Как уже упоминалось в четвертой главе, теории Джудит Батлер о гендерном спектакле и потенциально разрушительном эффекте табуированного поведения жестко оспаривались; в этом контексте идеи Кэт Уэстон (Kath Weston) имеют особое значение, поскольку они делают акцент на темпоральности. Уэстон признает, что идея «создания гендера» вносит важные корректировки в ранние статические взгляды. Тем не менее, она утверждает, что концепт повторения, находящийся в основе теорий Гидденса и гендерного спектакля, сам по себе базируется на определенных темпоральных представлениях, а именно: на линиях «массового конвейера», которые, по иронии судьбы, исчезают сейчас в западных обществах (критика идей Гидденса, — см.: Greenhouse, 1996). Уэстон утверждает, что нынешняя популярность идеи спектакля отображает овеществление времени поздним капитализмом и глобализацией, которые фокусируются на свободном выборе в настоящем, через который индивиды оказываются свободны «представлять гендерную репрезентацию самих себя, которую они могут выбирать в соответствии со своим вкусом, словно из каталога вещей». Это, по ее мнению, преувеличивает податливость гендера и свободу людей вести себя, как они пожелают. Парадоксально, но это также поддерживает иллюзию, что мужественность и женственность каким-либо «там» образом воспроизводятся, и за кадром остается «усиление, а не вытеснение гендерного неравенства». Повторяя аргументы о важности истории и контекста, Уэстон еще пишет о важности исторического наследия и памяти для понимания нынешних гендерных отношений и настаивает на том, что необходимо «изучать гендер как социальные, материальные отношения во времени, а не как уже овеществленную и превращенную в товар сущность» (Weston, 2002, pp. 74, 134, 135).

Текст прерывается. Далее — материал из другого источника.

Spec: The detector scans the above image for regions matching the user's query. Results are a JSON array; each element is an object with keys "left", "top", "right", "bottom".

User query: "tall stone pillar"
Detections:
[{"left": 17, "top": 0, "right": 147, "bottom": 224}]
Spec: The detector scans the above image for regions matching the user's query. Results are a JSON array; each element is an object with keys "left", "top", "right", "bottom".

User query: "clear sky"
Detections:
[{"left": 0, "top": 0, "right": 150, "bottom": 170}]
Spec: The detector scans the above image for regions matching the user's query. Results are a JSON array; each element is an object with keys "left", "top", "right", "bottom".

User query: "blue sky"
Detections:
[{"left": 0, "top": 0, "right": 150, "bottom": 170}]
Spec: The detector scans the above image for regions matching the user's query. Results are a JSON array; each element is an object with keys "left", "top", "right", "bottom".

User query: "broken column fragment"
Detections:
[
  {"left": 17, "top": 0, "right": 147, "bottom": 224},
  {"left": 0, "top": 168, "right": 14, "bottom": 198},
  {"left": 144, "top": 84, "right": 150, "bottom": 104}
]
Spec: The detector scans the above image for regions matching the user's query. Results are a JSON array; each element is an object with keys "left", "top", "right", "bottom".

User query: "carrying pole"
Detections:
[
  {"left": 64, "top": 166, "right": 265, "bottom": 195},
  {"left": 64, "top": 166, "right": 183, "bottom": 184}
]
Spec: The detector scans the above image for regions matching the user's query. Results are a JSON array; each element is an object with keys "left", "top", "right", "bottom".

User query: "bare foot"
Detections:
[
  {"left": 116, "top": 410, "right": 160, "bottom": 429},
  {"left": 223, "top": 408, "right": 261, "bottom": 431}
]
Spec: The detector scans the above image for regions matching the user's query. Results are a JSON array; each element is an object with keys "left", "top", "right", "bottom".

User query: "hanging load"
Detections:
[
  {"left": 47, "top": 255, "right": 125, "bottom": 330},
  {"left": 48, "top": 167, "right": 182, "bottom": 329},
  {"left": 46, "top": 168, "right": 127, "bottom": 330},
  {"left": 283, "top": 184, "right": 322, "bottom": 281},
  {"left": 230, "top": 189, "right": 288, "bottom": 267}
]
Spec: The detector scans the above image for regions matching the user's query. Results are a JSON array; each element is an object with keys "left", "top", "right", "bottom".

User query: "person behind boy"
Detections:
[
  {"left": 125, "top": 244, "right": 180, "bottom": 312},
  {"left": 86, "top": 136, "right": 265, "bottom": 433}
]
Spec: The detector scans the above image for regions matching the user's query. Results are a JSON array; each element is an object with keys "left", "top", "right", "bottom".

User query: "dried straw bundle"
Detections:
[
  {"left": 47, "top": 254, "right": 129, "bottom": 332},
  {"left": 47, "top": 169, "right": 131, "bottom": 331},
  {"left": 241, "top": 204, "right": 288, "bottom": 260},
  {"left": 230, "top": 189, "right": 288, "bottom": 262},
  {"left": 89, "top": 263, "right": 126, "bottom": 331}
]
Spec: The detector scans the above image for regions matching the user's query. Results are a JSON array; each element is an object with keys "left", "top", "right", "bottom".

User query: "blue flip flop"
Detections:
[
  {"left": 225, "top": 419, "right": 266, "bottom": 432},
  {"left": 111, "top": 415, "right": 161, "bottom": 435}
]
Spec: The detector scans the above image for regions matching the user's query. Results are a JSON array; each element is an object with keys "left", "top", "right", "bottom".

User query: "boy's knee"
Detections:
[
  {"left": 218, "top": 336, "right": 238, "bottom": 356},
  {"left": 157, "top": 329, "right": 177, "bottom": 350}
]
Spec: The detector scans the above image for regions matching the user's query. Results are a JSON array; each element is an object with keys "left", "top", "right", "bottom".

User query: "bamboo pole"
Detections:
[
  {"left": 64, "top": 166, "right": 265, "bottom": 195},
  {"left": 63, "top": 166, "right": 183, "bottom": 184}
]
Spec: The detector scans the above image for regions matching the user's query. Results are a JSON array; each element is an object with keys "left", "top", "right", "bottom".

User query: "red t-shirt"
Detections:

Хотя Батлер и Уэстон в основном акцентировали внимание на сексуальном поведении, другие исследователи определили время как ключевой аспект «создания гендера». В отличие от Батлер, эти исследователи предполагают, что люди обычно пытаются подтвердить свою гендерную идентичность, и поэтому их подведение обусловлено существующими нормами о надлежащем поведении, в том числе и непреднамеренно табуированными нормами гендерного времени. С этой точки зрения, люди эффективно сигнализируют о своем гендере через времяпровождение: «в дополнении к производящей рентабельности, мужчины и женщины делят время занятости и время домашнего труда таким образом, что они также "производят гендер"»; «ее деятельность как прачки и его умение вкручивать лампочки не только делают одежу чистой или освещает комнату, но также создает подтверждение гендерных ролей» (Sirianni and Negrey, 2000, p. 65; Blumberg, 1991, p. 20; схожая дискуссия, см.: West and Zimmerman, 1991; Bianchi et al., 2000).
Эти нормы гендерного времени создают дисциплинарный эффект, который «… осложняет индивидам пересечение профессиональных и социальных границ, связанных с их полом, работающие женщины, выполняющие огромный объем работы, и мужчины, ориентированные на уход за детьми, испытывают на себе давление общественного неодобрения, растрачивая «слишком много» своего времени на деятельность, не связанную с их прямыми (традиционными) обязанностями» (Epstein and Kalleberg, 2004a, pp. 17-18; см. также: Gerson, 2002).
Очевидны практические последствия подобной ситуации, что дает возможность некоторым авторам утверждать, будто нежелание мужчин убирать в доме не просто связано с их неприязнью к этому виду работы, но и с опасностью, что такие их действия представляют угрозу для их собственной мужской идентичности. Это подтверждают исследования Джули Брайнес (Julie Brines): североамериканские мужчины, экономически зависящие от своих жен (чья «мужественность» поэтому находится под угрозой), выполняют немного работ по дому, даже если располагают временем. Выводы ее таковы: «Похоже, исполняя меньше домашней работы, экономически зависимые мужья также "создают гендер"» (Brines, 1994, p. 652). И Пол Кершоу (Paul Kershaw) (2005) аналогично предполагает, что нежелание шведских отцов уходить на весь возможный срок в декретный отпуск связано с символическим значением мужественности: необходимы сильные стимулы для борьбы с этим явлением.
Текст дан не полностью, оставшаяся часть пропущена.